(0) Obligation:
Q restricted rewrite system:
The TRS R consists of the following rules:
c(c(c(a(x)))) → d(d(x))
d(b(x)) → c(c(x))
b(c(x)) → b(a(c(x)))
c(x) → a(a(x))
d(x) → b(c(x))
Q is empty.
(1) QTRS Reverse (EQUIVALENT transformation)
We applied the QTRS Reverse Processor [REVERSE].
(2) Obligation:
Q restricted rewrite system:
The TRS R consists of the following rules:
a(c(c(c(x)))) → d(d(x))
b(d(x)) → c(c(x))
c(b(x)) → c(a(b(x)))
c(x) → a(a(x))
d(x) → c(b(x))
Q is empty.
(3) QTRSRRRProof (EQUIVALENT transformation)
Used ordering:
Polynomial interpretation [POLO]:
POL(a(x1)) = x1
POL(b(x1)) = 1 + x1
POL(c(x1)) = 2 + x1
POL(d(x1)) = 3 + x1
With this ordering the following rules can be removed by the rule removal processor [LPAR04] because they are oriented strictly:
c(x) → a(a(x))
(4) Obligation:
Q restricted rewrite system:
The TRS R consists of the following rules:
a(c(c(c(x)))) → d(d(x))
b(d(x)) → c(c(x))
c(b(x)) → c(a(b(x)))
d(x) → c(b(x))
Q is empty.
(5) DependencyPairsProof (EQUIVALENT transformation)

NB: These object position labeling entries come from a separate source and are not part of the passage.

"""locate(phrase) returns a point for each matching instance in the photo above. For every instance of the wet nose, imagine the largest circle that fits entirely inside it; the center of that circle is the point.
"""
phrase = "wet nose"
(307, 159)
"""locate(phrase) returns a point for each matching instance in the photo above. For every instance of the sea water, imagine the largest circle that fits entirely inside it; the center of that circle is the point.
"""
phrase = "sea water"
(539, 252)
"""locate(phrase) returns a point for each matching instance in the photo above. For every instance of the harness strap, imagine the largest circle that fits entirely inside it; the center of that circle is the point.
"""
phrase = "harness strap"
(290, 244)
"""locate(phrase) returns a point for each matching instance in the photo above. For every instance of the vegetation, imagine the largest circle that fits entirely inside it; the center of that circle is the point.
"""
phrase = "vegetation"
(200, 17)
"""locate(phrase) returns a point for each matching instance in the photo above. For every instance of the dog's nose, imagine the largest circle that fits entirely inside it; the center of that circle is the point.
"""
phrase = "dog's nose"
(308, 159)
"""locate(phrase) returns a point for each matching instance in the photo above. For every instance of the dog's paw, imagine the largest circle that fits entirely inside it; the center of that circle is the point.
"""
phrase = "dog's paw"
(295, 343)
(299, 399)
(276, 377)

Using Dependency Pairs [AG00,LPAR04] we result in the following initial DP problem.
(6) Obligation:
Q DP problem:
The TRS P consists of the following rules:
A(c(c(c(x)))) → D(d(x))
A(c(c(c(x)))) → D(x)
B(d(x)) → C(c(x))
B(d(x)) → C(x)
C(b(x)) → C(a(b(x)))
C(b(x)) → A(b(x))
D(x) → C(b(x))
D(x) → B(x)
The TRS R consists of the following rules:
a(c(c(c(x)))) → d(d(x))
b(d(x)) → c(c(x))
c(b(x)) → c(a(b(x)))
d(x) → c(b(x))
Q is empty.
We have to consider all minimal (P,Q,R)-chains.
(7) DependencyGraphProof (EQUIVALENT transformation)
The approximation of the Dependency Graph [LPAR04,FROCOS05,EDGSTAR] contains 1 SCC with 2 less nodes.
(8) Obligation:
Q DP problem:
The TRS P consists of the following rules:
D(x) → C(b(x))
C(b(x)) → A(b(x))
A(c(c(c(x)))) → D(d(x))
D(x) → B(x)
B(d(x)) → C(x)
A(c(c(c(x)))) → D(x)
The TRS R consists of the following rules:
a(c(c(c(x)))) → d(d(x))
b(d(x)) → c(c(x))
c(b(x)) → c(a(b(x)))
d(x) → c(b(x))
Q is empty.
We have to consider all minimal (P,Q,R)-chains.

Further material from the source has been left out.